この活動が縁で茨城県立医療大学の研究プロジェクト2)に加えていただき,2002年から2003年にかけ,茨城県内で過去5年以内に出産した43人に,インタビューでその出産体験を詳細に聞くことができた。多くは赤ん坊やヨチヨチ歩きの幼子をもつ人たちで,すでに子どもの手が離れつつある私は,一対一で向かい合って,しばしば彼女たちの存在感に圧倒された。腕のなかの小さな生命を引き受け,なんとしても守り抜こうとする気迫。この時期の女性は意識するしないにかかわらず,子どもとの濃密な一体感のなかにある。
病院分娩が大半を占める現在,出産体験は,大なり小なりその人が出会う医療との相互作用によって形作られる。

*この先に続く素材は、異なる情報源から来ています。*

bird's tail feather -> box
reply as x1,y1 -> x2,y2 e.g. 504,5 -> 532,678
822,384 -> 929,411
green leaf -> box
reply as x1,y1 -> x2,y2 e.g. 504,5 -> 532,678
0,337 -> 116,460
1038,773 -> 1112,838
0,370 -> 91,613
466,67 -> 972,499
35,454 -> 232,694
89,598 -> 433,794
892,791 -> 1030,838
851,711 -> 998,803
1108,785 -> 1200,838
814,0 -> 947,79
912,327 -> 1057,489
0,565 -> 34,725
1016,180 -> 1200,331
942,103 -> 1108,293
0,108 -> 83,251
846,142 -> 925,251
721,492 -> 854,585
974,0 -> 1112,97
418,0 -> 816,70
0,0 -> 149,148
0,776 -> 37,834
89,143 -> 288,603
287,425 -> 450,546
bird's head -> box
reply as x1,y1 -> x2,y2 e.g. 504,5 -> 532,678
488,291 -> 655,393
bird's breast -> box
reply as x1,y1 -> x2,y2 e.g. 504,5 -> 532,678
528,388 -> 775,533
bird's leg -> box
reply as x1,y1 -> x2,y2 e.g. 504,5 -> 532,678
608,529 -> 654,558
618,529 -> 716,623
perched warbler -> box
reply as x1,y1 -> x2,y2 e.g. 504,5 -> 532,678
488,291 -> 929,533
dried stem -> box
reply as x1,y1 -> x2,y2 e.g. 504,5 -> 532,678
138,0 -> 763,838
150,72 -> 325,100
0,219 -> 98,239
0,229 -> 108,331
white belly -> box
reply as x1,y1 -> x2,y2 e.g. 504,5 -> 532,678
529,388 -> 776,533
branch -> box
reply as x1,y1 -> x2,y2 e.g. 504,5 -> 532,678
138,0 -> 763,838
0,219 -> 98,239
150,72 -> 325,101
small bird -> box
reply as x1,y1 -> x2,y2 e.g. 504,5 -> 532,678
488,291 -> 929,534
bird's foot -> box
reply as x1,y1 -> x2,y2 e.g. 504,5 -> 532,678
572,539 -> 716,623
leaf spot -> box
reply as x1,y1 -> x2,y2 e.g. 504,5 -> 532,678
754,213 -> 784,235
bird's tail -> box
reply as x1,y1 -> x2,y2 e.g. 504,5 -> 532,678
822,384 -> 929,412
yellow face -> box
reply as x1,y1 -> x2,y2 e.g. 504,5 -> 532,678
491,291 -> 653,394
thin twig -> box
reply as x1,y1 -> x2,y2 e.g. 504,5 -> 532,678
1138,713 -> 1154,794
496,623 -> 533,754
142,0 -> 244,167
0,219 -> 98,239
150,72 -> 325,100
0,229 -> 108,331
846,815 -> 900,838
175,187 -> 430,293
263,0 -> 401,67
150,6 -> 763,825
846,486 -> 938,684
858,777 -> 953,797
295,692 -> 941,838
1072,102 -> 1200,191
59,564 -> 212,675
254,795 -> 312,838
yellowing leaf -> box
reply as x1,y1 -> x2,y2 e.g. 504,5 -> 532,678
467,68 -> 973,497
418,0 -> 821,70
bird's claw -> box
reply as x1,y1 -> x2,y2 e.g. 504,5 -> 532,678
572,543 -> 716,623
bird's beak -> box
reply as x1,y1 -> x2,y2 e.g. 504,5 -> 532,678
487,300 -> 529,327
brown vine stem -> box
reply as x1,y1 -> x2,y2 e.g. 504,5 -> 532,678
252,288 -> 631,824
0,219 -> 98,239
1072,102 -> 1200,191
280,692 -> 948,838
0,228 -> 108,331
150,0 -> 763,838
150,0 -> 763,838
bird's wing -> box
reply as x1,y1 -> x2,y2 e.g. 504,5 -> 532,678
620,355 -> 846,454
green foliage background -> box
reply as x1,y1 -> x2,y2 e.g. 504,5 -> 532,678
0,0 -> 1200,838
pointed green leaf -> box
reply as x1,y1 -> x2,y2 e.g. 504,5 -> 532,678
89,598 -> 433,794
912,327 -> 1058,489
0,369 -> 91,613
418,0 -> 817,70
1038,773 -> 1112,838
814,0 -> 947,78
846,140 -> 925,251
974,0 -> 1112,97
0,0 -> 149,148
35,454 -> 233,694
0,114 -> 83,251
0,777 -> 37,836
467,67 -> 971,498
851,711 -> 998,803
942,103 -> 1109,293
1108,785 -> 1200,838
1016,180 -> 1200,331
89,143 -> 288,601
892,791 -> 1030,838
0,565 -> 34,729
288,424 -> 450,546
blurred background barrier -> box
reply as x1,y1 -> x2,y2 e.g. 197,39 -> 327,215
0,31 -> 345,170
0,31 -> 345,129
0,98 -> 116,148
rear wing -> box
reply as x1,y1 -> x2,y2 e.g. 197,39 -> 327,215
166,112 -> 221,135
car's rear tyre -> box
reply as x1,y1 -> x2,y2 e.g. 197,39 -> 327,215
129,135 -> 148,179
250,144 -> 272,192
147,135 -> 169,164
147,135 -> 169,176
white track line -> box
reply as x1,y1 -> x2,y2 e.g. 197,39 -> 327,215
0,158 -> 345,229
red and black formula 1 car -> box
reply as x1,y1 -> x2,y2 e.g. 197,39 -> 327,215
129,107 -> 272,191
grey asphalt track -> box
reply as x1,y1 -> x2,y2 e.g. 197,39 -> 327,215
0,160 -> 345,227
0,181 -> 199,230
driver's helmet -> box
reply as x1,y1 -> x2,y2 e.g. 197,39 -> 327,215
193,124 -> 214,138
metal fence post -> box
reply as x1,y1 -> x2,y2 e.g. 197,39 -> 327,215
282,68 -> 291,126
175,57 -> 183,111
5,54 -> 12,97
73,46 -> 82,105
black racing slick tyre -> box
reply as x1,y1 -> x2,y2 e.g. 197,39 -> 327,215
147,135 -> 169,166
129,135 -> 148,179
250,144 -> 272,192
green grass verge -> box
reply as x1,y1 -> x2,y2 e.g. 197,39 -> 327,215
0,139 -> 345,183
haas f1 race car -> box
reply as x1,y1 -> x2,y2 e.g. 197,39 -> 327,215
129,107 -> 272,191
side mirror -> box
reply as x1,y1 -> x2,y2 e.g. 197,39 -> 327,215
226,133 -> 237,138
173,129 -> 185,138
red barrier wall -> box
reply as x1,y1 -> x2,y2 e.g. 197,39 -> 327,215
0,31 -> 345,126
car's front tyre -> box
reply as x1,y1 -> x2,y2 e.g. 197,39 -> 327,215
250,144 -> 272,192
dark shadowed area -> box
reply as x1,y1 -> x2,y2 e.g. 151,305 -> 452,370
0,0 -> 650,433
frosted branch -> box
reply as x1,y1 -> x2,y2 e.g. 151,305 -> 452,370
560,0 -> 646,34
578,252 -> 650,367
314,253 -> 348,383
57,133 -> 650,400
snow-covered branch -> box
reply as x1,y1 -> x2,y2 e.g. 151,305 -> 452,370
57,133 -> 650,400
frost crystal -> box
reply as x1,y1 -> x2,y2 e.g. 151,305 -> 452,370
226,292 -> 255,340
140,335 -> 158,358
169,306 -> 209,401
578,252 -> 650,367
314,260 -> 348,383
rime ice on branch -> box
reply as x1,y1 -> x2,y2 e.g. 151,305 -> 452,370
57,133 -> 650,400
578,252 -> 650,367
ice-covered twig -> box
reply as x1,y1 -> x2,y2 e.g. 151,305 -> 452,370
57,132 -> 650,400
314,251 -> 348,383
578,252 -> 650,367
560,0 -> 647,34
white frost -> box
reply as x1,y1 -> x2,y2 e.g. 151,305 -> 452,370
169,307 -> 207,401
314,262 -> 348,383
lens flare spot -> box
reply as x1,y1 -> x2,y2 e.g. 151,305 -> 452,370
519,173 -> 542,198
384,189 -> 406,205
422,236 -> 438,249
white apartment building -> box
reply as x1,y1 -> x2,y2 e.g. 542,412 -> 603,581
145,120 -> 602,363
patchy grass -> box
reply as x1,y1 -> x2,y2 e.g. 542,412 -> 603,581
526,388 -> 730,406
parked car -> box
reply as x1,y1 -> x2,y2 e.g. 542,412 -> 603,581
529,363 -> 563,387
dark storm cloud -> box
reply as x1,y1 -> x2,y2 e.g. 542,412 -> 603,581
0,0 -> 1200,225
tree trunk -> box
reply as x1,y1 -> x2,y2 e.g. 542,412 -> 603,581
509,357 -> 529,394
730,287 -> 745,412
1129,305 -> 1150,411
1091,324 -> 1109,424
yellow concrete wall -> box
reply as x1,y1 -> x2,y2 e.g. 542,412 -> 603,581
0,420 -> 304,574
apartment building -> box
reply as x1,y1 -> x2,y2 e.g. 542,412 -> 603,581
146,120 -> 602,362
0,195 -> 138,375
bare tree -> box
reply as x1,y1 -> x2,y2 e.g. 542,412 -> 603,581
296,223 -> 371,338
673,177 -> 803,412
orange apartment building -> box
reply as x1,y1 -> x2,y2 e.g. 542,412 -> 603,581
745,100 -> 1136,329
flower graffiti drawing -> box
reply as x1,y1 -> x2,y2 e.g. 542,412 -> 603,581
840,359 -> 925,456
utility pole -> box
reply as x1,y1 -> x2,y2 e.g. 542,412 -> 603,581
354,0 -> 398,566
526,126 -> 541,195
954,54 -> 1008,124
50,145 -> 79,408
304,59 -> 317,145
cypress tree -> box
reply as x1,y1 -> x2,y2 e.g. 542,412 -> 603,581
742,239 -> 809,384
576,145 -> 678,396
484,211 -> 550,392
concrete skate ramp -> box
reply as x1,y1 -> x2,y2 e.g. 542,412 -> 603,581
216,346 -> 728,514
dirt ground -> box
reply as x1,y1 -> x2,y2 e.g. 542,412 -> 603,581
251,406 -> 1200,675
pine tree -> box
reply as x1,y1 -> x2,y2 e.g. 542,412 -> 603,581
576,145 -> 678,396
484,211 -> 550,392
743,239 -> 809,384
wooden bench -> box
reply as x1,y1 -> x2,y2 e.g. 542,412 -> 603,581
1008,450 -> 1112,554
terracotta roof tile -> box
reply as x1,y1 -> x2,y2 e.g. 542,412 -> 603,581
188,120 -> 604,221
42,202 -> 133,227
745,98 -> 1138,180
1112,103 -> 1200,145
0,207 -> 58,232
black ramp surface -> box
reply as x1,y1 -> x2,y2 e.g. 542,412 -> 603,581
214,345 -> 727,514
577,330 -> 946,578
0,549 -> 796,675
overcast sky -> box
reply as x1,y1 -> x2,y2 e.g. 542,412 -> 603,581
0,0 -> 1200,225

そして注意深く耳を傾けていると,現場で彼女たちが,医療者とのコミュニケーションが思うようにいかない場面に数多くぶつかっていることを知る3)。場所が医療施設,相手が医療の専門家,ことが病理ではなく妊娠・出産・産褥ということになると,両者のやり取りは奇妙なほどかみ合っていない。産む側は困惑と混乱を呑み込んで赤ん坊を抱く。医療現場は非常に特殊な空間であると言える4)。
興味深いのは,そこで体験された医療者とのかかわりの難しさが,産む人の不全感に深くつながって見えることである。